Google Marketing Next 2017 – What Were The Major Announcements?
Google Marketing Next 2017
Anytime Google decides to host an event, you can feel the whole online advertising world hold their breath. After all, any changes affect thousands of businesses around the world – us included! With that in mind, all eyes were on Google Marketing Next, an event held at the end of May.
So, what were the major announcements?
In-market Audiences within Shopping and Search
Anyone managing ad campaigns for Display Network and YouTube has had access to this feature since 2013. However, it’s now going to be brought into shopping and search. Users will be categorised according to the way they’re browsing the web: you’ll be able to know, for instance, if consumers have been eyeing up particular products, or reading blogs about them. This data could be very valuable when re-targeting.
Life Events and Consumer Patterns
This feature will allow you to target users according to ‘life events‘. This might include moving house, getting married, graduating, having a baby and so forth. Initially, this will only be available in YouTube and Gmail, but it’s likely the feature will get rolled out elsewhere soon enough.
Updates to In-Store Visits and Sales Measurement
For businesses looking for more data on how their digital campaigns have impacted in-store purchases, this is ideal. Google announced that Store Visits will be capable of calculating in-store revenue – companies won’t have to use third-party software anymore.
Attribution will be rolled out to enterprise customers
Attribution has helped businesses calculate the value of different channels for a few years now, so it’s good news that both Attribution and Attribution 360 will be made available to enterprise sellers, who’ll now be able to give credit to the relevant areas of their sales funnel.

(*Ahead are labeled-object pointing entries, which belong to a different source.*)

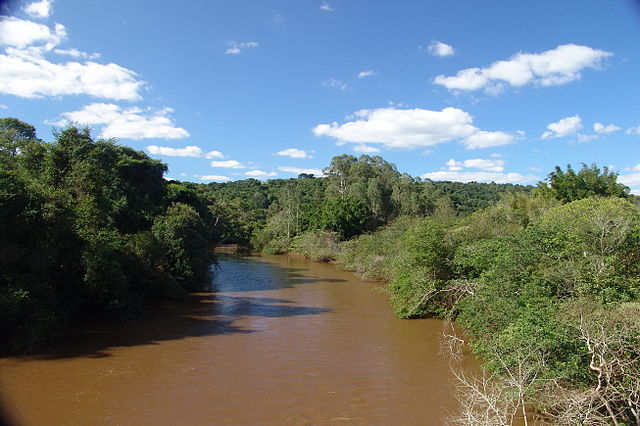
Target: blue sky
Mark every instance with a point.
(224, 90)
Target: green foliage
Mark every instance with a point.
(348, 217)
(422, 269)
(319, 246)
(589, 181)
(182, 234)
(76, 234)
(373, 256)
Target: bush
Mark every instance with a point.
(319, 246)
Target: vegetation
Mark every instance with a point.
(89, 228)
(545, 280)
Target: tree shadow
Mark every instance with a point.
(241, 273)
(203, 314)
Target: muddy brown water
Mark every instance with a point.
(277, 340)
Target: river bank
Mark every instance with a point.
(275, 340)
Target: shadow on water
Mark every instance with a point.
(237, 273)
(203, 314)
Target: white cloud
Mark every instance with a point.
(476, 163)
(75, 53)
(602, 129)
(554, 67)
(298, 170)
(260, 173)
(20, 33)
(295, 153)
(438, 48)
(40, 9)
(237, 47)
(367, 73)
(214, 178)
(484, 139)
(338, 84)
(326, 7)
(632, 180)
(565, 127)
(132, 123)
(213, 154)
(187, 151)
(31, 76)
(25, 72)
(412, 128)
(366, 149)
(229, 164)
(480, 176)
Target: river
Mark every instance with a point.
(276, 340)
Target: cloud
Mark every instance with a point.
(25, 72)
(298, 170)
(484, 139)
(40, 9)
(338, 84)
(632, 180)
(75, 53)
(213, 154)
(213, 178)
(602, 129)
(412, 128)
(366, 149)
(326, 7)
(132, 123)
(20, 33)
(187, 151)
(367, 73)
(565, 127)
(438, 48)
(237, 47)
(561, 65)
(481, 176)
(476, 163)
(229, 164)
(295, 153)
(260, 173)
(30, 76)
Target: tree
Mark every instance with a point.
(589, 181)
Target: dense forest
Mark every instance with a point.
(544, 280)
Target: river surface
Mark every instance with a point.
(276, 340)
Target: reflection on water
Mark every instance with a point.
(275, 340)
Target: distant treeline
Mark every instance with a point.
(546, 284)
(545, 279)
(358, 195)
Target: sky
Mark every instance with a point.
(224, 90)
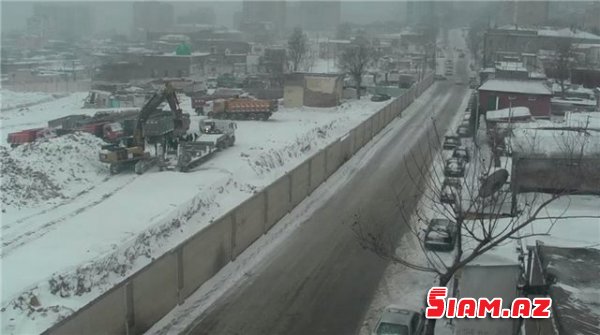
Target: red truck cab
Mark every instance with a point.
(26, 136)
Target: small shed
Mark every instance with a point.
(312, 90)
(497, 94)
(515, 114)
(489, 276)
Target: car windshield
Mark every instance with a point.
(392, 329)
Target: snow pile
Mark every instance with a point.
(554, 142)
(274, 158)
(12, 100)
(50, 170)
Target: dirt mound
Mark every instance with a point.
(49, 170)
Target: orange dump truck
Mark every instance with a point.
(243, 109)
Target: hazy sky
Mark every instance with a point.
(117, 15)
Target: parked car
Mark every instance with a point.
(454, 168)
(398, 321)
(461, 153)
(449, 194)
(441, 235)
(380, 97)
(453, 182)
(451, 142)
(463, 131)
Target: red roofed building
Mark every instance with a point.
(497, 94)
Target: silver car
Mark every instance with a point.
(398, 321)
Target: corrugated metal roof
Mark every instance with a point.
(516, 86)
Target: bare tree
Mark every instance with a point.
(562, 63)
(484, 219)
(297, 48)
(355, 61)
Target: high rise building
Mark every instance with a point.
(419, 12)
(523, 13)
(150, 16)
(264, 11)
(60, 21)
(320, 15)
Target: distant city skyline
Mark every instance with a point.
(118, 15)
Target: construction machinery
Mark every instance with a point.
(152, 126)
(243, 109)
(215, 135)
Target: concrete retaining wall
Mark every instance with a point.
(146, 296)
(155, 292)
(106, 315)
(205, 254)
(300, 183)
(317, 170)
(278, 201)
(250, 219)
(334, 157)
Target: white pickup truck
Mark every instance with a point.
(215, 135)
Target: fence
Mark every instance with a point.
(133, 306)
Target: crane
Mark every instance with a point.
(152, 126)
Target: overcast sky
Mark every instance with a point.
(118, 14)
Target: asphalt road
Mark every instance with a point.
(320, 281)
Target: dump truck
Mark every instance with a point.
(26, 136)
(243, 109)
(215, 135)
(200, 102)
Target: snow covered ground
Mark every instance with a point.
(10, 100)
(62, 249)
(244, 264)
(578, 227)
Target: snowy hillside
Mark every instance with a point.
(46, 172)
(85, 230)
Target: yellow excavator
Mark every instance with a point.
(153, 126)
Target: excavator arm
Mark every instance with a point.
(168, 94)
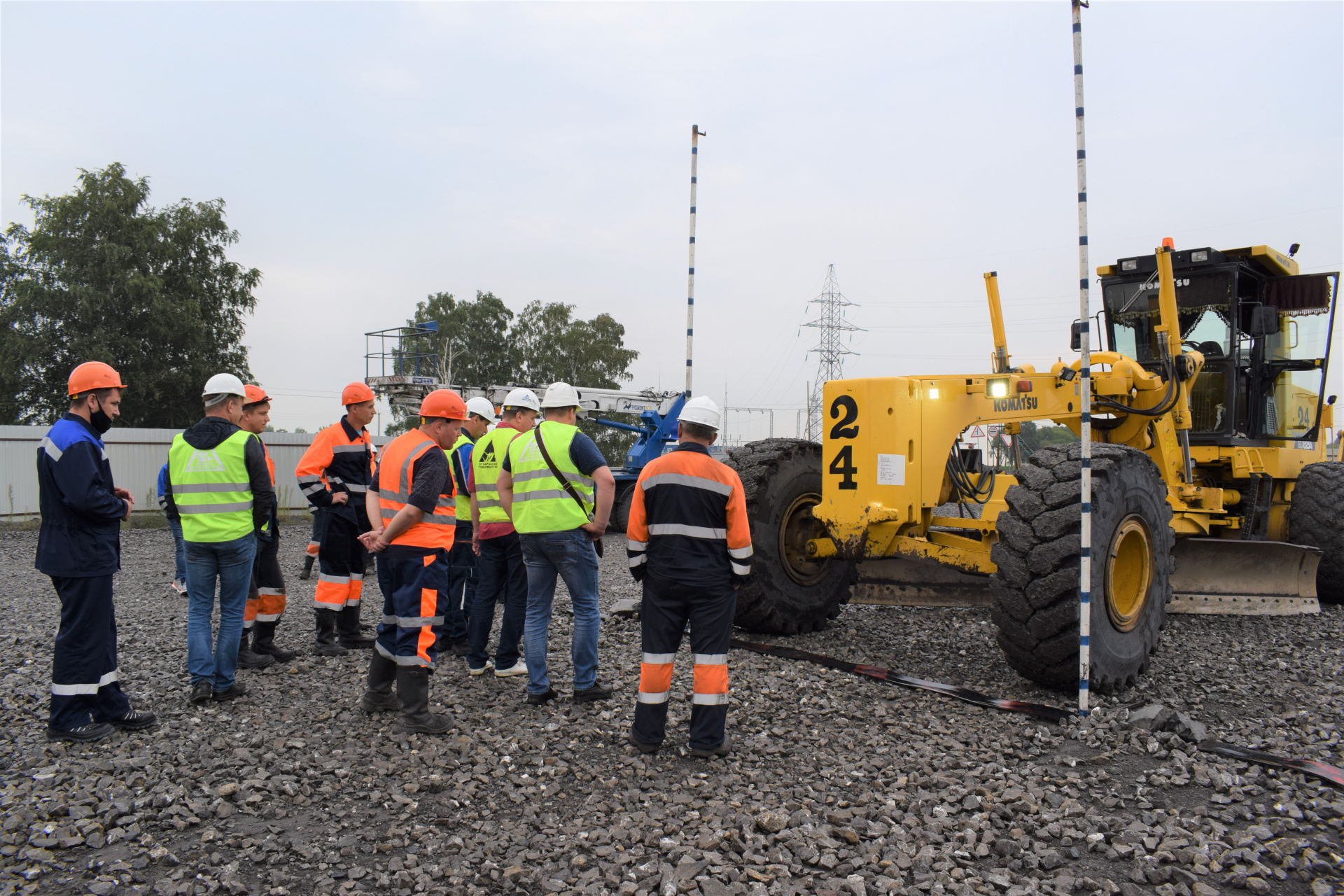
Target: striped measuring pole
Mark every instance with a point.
(1084, 379)
(690, 286)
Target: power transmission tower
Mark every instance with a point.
(832, 326)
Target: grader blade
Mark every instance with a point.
(1228, 577)
(906, 582)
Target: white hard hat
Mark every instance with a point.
(225, 384)
(522, 398)
(483, 407)
(701, 410)
(561, 396)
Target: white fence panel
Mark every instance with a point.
(136, 457)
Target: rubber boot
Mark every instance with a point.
(347, 628)
(251, 660)
(327, 645)
(378, 696)
(264, 641)
(413, 687)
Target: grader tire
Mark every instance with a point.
(787, 594)
(1316, 519)
(1037, 582)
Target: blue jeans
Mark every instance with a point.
(181, 550)
(230, 562)
(571, 556)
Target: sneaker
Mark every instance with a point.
(517, 669)
(597, 692)
(84, 734)
(234, 691)
(540, 699)
(722, 750)
(134, 720)
(638, 745)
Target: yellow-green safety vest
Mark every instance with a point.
(487, 463)
(463, 501)
(540, 503)
(211, 489)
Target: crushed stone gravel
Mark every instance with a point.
(836, 786)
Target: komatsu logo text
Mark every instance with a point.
(1027, 403)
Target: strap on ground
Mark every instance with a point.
(878, 673)
(1307, 766)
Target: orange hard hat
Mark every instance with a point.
(444, 403)
(92, 375)
(356, 393)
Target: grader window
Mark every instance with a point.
(1203, 305)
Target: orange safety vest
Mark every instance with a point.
(394, 491)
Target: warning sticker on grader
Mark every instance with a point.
(891, 469)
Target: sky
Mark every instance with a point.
(374, 153)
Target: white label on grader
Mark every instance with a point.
(891, 469)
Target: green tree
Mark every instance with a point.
(468, 342)
(555, 347)
(540, 346)
(1035, 437)
(105, 277)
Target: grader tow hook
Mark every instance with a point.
(1211, 488)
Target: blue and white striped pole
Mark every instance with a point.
(690, 286)
(1084, 381)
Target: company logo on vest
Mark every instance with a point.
(204, 463)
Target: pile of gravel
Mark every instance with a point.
(836, 786)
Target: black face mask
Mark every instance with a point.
(100, 421)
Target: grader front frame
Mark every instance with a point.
(1208, 410)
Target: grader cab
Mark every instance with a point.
(1210, 477)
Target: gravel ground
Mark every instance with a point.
(838, 786)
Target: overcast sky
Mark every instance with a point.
(372, 153)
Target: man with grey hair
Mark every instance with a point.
(219, 486)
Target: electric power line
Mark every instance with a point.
(831, 327)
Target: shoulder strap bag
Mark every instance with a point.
(566, 484)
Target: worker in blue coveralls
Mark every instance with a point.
(80, 547)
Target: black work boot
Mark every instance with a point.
(378, 696)
(413, 688)
(251, 660)
(347, 626)
(264, 641)
(327, 645)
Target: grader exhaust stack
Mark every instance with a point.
(1211, 488)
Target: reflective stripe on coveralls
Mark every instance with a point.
(394, 491)
(396, 626)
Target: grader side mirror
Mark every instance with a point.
(1264, 321)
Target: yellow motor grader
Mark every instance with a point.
(1210, 473)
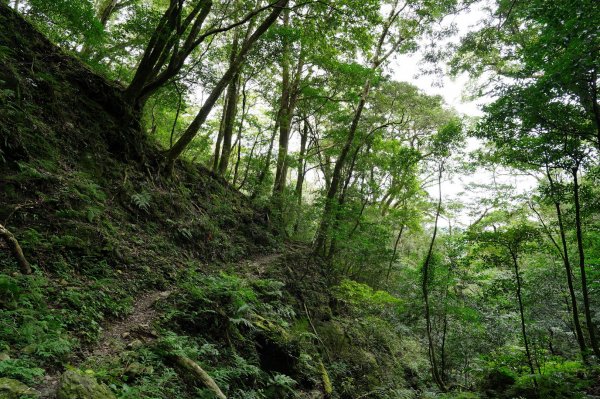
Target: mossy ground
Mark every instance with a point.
(81, 189)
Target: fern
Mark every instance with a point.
(142, 200)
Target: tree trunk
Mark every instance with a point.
(301, 173)
(584, 287)
(16, 249)
(425, 289)
(236, 168)
(336, 178)
(219, 143)
(231, 109)
(522, 314)
(195, 369)
(233, 69)
(393, 258)
(568, 271)
(265, 169)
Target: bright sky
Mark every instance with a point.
(455, 93)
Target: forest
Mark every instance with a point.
(269, 199)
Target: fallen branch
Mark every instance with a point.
(16, 249)
(196, 370)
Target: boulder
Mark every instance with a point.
(76, 385)
(13, 389)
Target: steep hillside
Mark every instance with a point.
(133, 273)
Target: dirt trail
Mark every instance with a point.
(115, 337)
(119, 334)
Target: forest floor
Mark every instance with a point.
(136, 328)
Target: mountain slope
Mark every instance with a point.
(81, 191)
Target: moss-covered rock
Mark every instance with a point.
(75, 385)
(13, 389)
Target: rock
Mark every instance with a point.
(135, 344)
(75, 385)
(13, 389)
(134, 370)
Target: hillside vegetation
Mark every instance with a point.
(206, 199)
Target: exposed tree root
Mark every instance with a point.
(197, 371)
(12, 242)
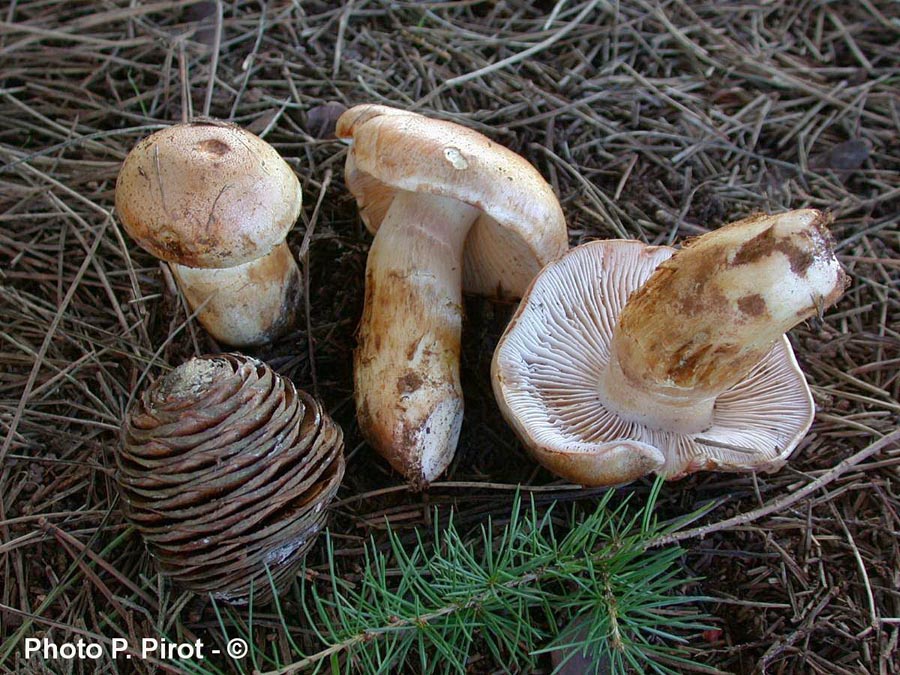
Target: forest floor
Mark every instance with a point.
(654, 120)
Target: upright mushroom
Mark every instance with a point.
(625, 359)
(216, 202)
(432, 189)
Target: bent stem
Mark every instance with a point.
(406, 367)
(712, 312)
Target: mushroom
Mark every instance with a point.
(216, 202)
(429, 190)
(226, 470)
(624, 358)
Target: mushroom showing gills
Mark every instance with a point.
(624, 358)
(432, 189)
(216, 203)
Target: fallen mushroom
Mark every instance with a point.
(216, 202)
(624, 358)
(430, 189)
(226, 470)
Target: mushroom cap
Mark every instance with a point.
(207, 194)
(521, 227)
(549, 361)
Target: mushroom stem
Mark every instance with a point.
(249, 304)
(406, 367)
(710, 313)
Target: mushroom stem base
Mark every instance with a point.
(247, 305)
(406, 367)
(678, 412)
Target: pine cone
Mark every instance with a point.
(226, 469)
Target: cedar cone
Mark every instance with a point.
(226, 469)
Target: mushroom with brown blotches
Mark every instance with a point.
(216, 202)
(451, 210)
(624, 359)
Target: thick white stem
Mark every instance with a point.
(406, 367)
(245, 305)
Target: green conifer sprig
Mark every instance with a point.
(511, 593)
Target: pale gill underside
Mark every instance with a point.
(551, 358)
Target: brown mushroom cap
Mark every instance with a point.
(549, 361)
(521, 227)
(207, 194)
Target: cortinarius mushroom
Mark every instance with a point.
(625, 359)
(432, 189)
(216, 202)
(226, 469)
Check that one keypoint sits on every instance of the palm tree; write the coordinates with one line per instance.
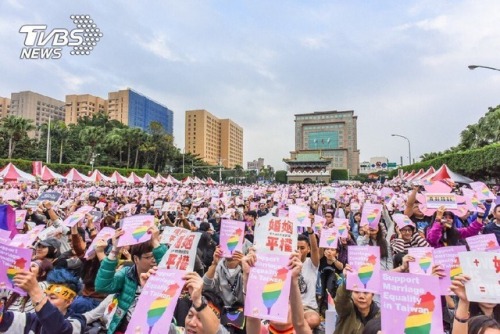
(16, 128)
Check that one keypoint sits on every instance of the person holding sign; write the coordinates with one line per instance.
(444, 233)
(308, 244)
(466, 311)
(354, 308)
(295, 322)
(51, 306)
(125, 282)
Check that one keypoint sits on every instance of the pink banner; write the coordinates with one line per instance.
(231, 237)
(424, 260)
(329, 237)
(447, 258)
(155, 307)
(136, 230)
(371, 215)
(268, 288)
(410, 304)
(13, 259)
(482, 242)
(365, 263)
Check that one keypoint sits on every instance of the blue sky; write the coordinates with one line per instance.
(400, 65)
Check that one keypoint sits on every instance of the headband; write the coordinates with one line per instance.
(61, 291)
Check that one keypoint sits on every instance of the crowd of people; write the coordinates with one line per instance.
(71, 290)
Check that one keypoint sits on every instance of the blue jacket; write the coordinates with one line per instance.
(46, 321)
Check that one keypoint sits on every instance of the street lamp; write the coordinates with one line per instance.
(409, 146)
(473, 67)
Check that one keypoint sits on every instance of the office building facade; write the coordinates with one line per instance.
(83, 105)
(136, 110)
(216, 141)
(36, 107)
(329, 136)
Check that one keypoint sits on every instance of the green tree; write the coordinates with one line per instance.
(15, 128)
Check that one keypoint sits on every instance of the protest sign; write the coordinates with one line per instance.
(156, 304)
(182, 254)
(483, 268)
(365, 264)
(342, 225)
(13, 259)
(231, 237)
(371, 215)
(482, 191)
(136, 230)
(105, 234)
(434, 201)
(268, 288)
(424, 260)
(402, 220)
(171, 233)
(20, 218)
(329, 238)
(447, 258)
(482, 242)
(51, 196)
(300, 215)
(410, 304)
(5, 236)
(275, 234)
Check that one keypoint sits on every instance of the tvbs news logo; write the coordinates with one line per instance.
(41, 43)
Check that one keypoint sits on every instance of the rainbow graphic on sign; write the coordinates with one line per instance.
(139, 232)
(234, 240)
(272, 289)
(331, 238)
(365, 272)
(425, 262)
(419, 321)
(160, 304)
(301, 216)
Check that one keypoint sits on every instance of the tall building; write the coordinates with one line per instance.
(4, 107)
(36, 107)
(214, 140)
(256, 164)
(136, 110)
(83, 105)
(324, 140)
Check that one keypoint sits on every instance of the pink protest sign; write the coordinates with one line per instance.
(300, 215)
(424, 260)
(105, 234)
(182, 254)
(483, 269)
(74, 219)
(410, 304)
(365, 263)
(482, 191)
(231, 237)
(371, 214)
(155, 307)
(434, 201)
(329, 237)
(342, 225)
(13, 259)
(20, 218)
(482, 242)
(171, 233)
(5, 236)
(275, 234)
(402, 220)
(447, 258)
(268, 288)
(136, 230)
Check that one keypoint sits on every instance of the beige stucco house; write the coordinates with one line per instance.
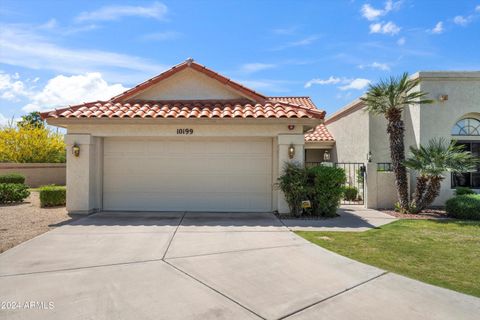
(455, 115)
(188, 139)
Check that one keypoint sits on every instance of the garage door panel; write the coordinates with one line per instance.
(196, 175)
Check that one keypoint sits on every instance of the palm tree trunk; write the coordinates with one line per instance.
(431, 193)
(396, 130)
(420, 189)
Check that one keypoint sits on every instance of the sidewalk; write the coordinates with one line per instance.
(354, 218)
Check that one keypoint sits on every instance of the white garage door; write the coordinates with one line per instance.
(187, 175)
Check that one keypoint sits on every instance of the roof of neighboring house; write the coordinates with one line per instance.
(255, 105)
(187, 109)
(355, 105)
(319, 133)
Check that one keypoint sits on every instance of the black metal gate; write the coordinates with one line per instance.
(355, 182)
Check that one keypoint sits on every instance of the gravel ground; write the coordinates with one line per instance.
(23, 221)
(425, 214)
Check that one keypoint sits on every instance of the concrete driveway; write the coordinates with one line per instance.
(204, 266)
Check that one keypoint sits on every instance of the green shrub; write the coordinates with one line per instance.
(464, 207)
(351, 193)
(325, 189)
(460, 191)
(51, 196)
(12, 178)
(13, 192)
(293, 184)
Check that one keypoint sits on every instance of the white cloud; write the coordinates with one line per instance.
(3, 120)
(21, 46)
(371, 14)
(438, 28)
(277, 86)
(285, 31)
(255, 67)
(385, 28)
(376, 65)
(348, 84)
(161, 36)
(11, 88)
(331, 80)
(299, 43)
(63, 90)
(462, 21)
(356, 84)
(156, 11)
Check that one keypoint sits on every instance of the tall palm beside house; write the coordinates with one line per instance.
(431, 162)
(389, 98)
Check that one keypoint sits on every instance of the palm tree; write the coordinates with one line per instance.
(389, 98)
(431, 162)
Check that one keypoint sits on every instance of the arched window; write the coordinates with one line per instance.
(467, 127)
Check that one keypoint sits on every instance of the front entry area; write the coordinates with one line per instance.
(187, 174)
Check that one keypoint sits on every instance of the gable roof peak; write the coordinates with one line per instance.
(190, 63)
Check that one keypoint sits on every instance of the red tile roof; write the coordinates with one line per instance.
(301, 101)
(319, 133)
(254, 105)
(186, 109)
(189, 63)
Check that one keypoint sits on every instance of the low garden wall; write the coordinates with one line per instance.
(380, 187)
(37, 174)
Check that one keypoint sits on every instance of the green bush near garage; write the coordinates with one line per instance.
(460, 191)
(52, 196)
(464, 207)
(13, 192)
(12, 178)
(323, 186)
(350, 193)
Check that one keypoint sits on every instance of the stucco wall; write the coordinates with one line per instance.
(351, 134)
(37, 174)
(438, 119)
(188, 85)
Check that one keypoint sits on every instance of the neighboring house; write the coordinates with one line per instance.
(188, 139)
(455, 115)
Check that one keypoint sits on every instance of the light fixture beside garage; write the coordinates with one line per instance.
(76, 150)
(326, 156)
(291, 151)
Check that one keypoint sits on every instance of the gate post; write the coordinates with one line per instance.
(371, 201)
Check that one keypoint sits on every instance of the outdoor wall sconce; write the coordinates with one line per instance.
(326, 156)
(76, 150)
(291, 151)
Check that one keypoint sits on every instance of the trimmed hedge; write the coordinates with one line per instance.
(460, 191)
(12, 178)
(351, 193)
(464, 207)
(321, 185)
(327, 189)
(52, 196)
(13, 192)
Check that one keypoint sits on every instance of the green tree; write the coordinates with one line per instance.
(389, 98)
(33, 119)
(431, 162)
(30, 144)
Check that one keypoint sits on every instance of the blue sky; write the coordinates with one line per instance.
(54, 53)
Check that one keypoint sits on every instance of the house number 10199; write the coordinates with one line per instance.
(186, 131)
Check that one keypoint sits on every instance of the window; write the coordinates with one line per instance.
(467, 127)
(468, 179)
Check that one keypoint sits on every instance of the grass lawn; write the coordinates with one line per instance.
(442, 253)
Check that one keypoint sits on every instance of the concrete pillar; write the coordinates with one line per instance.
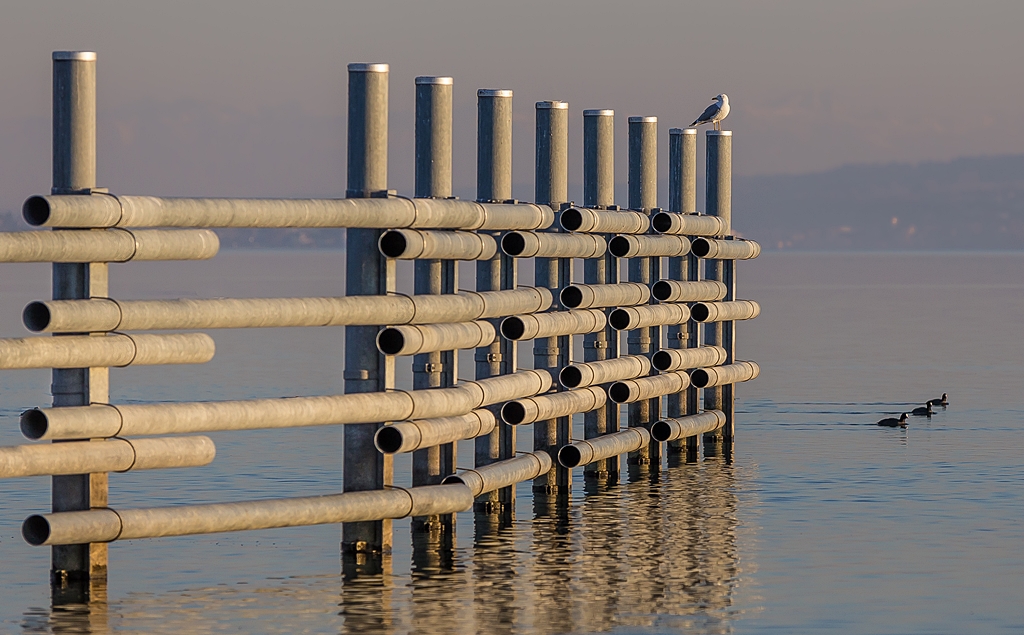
(368, 272)
(78, 572)
(433, 179)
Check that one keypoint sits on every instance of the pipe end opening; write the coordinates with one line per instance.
(34, 424)
(620, 320)
(513, 244)
(513, 328)
(513, 413)
(390, 341)
(619, 392)
(699, 378)
(393, 244)
(570, 297)
(700, 247)
(662, 222)
(36, 211)
(662, 361)
(569, 456)
(570, 377)
(36, 316)
(36, 530)
(662, 291)
(570, 219)
(619, 246)
(699, 311)
(388, 439)
(660, 431)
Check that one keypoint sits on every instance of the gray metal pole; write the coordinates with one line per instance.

Local inventory information to be hooked up to voice search
Google’s Assistant service – which is becoming more widespread – will be able to link up with local inventory information. This is well-suited to in-store retailers, as it will enable customers to ask where (in the local area) they can find the products they want in-stock.
It’s obvious that a key focus in Google Marketing Next was in-store retail, with a number of features tailored to brick and mortar stores. It will be interesting to see how the market integrates the technology and what the results are.